I started to examine various Eastern Philosophies around this time. I was becoming frustrated with creating something I didn’t want to, and needed something to calm my mind with a lot of the anger I had built up over the course of my life with god and spirituality. I practiced various forms of meditation and followed the teachings of Lama Zopa Rinpoche. While I did this though, I felt like I was neglecting god and continued with my fascination with all things Egyptian.

I had found the House of Netjer years ago on the internet but never really dug into their website or explored their teachings. I returned to it and lurked on the forums for months, just reading and seeing how people interacted. During this time I could easily say I practiced Buddhism one day and an Egyptian form of paganism the next.

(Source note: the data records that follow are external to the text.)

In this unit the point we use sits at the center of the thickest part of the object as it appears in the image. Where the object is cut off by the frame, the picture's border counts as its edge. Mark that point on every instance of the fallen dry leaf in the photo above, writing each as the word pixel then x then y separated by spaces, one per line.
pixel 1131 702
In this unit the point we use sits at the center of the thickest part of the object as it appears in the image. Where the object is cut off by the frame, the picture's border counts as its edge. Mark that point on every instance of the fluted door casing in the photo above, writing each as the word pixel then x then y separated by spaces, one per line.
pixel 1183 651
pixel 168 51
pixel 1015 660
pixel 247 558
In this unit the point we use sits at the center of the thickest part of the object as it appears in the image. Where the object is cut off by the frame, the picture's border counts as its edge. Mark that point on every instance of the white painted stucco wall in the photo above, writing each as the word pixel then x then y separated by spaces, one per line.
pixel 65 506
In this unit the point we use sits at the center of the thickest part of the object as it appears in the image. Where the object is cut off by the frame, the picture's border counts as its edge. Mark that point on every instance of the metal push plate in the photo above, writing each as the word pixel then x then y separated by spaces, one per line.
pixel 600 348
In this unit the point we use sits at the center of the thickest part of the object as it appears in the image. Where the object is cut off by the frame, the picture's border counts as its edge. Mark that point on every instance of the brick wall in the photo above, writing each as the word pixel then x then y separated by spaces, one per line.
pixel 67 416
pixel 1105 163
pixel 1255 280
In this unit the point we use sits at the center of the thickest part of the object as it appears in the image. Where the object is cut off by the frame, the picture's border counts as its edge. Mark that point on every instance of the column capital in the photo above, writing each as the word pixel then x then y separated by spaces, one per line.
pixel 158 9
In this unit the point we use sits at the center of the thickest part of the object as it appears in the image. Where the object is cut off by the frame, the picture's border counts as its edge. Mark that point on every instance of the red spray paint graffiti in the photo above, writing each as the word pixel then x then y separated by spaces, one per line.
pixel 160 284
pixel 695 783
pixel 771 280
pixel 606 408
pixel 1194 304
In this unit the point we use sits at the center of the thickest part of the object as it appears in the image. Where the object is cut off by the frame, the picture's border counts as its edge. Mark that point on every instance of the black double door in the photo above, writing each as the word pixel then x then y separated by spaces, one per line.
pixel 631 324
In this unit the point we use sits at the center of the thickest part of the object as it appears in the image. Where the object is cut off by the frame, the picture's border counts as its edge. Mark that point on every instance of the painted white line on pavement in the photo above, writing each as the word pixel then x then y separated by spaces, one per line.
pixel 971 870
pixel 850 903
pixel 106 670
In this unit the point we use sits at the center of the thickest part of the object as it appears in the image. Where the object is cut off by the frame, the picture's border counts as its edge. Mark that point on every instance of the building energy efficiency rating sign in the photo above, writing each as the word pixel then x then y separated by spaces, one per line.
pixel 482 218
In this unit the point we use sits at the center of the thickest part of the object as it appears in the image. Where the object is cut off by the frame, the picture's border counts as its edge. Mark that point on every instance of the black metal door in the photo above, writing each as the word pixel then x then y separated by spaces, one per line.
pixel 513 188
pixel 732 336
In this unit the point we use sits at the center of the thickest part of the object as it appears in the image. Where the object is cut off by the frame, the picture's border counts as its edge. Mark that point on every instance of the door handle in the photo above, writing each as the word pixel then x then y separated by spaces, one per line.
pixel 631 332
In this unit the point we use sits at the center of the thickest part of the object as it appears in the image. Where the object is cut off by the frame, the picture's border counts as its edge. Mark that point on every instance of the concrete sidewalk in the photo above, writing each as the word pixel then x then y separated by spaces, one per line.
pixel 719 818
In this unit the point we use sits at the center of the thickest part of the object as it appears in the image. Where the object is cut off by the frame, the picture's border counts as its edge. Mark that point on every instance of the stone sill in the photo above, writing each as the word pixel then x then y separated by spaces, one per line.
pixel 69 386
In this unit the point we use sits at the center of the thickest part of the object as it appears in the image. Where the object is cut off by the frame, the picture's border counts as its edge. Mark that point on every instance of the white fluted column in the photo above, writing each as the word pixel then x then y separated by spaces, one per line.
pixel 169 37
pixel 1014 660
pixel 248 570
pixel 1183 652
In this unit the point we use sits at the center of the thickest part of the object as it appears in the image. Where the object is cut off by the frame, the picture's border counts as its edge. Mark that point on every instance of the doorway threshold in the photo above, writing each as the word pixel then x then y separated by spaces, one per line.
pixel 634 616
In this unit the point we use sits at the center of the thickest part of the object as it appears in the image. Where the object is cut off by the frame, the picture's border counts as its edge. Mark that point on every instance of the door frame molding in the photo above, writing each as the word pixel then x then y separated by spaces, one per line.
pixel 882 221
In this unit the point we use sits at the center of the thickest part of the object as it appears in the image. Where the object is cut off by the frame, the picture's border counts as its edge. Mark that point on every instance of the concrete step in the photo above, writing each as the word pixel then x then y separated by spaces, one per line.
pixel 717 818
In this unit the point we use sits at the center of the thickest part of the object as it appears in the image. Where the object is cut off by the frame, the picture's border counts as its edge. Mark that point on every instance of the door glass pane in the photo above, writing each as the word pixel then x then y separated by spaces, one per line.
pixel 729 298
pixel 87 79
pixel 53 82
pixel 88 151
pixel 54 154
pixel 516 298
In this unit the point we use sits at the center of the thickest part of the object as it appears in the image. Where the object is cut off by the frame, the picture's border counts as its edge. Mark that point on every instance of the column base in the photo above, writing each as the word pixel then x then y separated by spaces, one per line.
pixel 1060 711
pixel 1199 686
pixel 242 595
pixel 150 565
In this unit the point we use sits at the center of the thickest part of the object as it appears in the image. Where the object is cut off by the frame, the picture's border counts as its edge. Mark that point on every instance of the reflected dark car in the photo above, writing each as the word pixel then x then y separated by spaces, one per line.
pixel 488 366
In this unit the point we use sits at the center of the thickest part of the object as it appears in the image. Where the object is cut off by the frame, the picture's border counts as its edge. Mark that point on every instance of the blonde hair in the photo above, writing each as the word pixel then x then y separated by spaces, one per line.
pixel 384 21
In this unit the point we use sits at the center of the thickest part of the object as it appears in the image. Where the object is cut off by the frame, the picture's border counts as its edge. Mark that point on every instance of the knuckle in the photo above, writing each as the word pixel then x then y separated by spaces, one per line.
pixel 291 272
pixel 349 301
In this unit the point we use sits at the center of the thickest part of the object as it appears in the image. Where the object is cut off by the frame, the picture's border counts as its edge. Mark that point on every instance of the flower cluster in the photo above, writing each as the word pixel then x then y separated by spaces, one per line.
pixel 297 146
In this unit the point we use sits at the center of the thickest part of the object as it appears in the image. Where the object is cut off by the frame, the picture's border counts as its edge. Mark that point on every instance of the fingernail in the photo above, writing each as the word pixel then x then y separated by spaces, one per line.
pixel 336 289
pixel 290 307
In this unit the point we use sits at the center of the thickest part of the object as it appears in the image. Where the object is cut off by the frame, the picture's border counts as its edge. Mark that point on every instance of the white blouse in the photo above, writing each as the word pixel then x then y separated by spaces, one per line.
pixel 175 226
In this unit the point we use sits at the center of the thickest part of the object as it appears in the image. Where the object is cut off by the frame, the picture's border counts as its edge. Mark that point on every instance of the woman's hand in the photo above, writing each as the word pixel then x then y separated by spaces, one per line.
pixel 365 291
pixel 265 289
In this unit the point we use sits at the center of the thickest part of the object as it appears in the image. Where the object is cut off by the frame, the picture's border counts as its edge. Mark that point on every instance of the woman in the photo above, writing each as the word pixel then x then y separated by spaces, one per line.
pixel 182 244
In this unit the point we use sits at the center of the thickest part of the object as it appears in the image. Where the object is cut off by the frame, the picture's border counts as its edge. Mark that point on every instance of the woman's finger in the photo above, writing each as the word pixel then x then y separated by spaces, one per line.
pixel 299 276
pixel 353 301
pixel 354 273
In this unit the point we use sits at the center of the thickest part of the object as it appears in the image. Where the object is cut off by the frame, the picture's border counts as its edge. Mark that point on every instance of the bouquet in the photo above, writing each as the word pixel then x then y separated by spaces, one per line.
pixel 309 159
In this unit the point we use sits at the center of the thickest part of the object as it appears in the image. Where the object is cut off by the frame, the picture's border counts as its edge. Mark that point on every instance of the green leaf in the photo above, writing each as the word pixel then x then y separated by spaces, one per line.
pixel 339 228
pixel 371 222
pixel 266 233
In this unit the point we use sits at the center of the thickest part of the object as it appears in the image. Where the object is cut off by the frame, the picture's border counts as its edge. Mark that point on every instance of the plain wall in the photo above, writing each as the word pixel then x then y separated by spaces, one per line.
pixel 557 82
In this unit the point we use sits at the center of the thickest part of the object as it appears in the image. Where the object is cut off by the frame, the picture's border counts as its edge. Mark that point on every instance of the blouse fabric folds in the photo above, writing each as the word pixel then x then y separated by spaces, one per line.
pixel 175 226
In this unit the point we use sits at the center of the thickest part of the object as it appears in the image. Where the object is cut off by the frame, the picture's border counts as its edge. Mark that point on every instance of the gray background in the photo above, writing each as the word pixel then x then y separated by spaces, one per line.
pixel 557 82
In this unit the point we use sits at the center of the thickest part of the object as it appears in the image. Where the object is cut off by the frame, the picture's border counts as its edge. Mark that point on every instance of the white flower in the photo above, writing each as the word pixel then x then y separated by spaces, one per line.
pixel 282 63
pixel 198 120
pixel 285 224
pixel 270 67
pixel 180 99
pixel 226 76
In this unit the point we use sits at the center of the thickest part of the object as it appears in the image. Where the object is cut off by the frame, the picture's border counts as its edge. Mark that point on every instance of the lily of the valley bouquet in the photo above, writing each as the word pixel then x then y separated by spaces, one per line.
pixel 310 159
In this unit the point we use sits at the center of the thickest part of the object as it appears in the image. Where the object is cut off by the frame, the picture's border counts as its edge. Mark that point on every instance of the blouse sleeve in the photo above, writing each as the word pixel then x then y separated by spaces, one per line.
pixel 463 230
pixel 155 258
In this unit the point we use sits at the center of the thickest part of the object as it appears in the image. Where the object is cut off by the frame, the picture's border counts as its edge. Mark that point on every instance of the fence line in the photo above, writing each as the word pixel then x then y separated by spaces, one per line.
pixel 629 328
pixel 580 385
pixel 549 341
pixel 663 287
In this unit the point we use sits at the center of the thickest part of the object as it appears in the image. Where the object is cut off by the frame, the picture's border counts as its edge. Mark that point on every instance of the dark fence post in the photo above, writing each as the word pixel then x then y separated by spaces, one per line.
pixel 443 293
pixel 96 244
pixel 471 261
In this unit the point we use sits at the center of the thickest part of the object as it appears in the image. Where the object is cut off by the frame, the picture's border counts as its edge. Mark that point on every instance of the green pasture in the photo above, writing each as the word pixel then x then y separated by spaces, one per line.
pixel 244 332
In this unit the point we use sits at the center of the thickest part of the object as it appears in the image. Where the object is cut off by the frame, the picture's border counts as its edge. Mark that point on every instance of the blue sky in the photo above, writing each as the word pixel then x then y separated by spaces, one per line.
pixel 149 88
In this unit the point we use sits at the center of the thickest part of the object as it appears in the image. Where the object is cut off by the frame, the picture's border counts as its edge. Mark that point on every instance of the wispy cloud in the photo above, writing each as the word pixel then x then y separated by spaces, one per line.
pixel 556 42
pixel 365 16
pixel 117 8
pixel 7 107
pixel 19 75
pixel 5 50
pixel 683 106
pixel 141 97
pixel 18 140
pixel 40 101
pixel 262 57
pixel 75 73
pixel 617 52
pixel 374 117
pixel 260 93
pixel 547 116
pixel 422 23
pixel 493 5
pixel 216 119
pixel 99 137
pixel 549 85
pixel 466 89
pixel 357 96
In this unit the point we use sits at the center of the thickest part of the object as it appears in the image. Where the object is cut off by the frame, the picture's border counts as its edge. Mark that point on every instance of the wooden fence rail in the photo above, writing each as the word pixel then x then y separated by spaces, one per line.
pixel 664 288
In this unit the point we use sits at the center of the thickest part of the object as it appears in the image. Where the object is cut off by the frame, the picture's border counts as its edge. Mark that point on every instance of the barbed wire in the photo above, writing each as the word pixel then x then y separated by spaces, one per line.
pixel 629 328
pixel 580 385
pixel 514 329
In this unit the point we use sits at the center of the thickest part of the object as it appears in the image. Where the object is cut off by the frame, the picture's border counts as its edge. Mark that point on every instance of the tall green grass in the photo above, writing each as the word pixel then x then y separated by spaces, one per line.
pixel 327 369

I was unsure which direction would be best for me.

Sometime in the Fall of 2006, I went to the King Tut Exhibit at the Field Museum in Chicago, IL. I was going through these intense emotions not knowing what direction my spiritual life should go. The exhibit opened my eyes. I saw statues that seemed alive. Representations of people that are dead, but are not. The particular event I remember is the golden mask of Tuya. I looked at her and she spoke to me. Her eyes had life. Her smile displayed a secret she knew and wanted to share. She directed me to follow my heart, and if it didn’t work out I would know. I went back home, signed up for the Beginners class, and have belonged to the House of Netjer since.


This has been a very condensed version of what has happened spiritually in my life and does not even touch the tip of the iceberg. But it gives a basic background and actually a good starting point to delve into things further in the future. If anyone is interested in something I wrote and would like more clarification or detail, just ask. I am happy to provide it. I hope that this gives a good understanding where I have been. Now I am going to look to the now and examine where I am.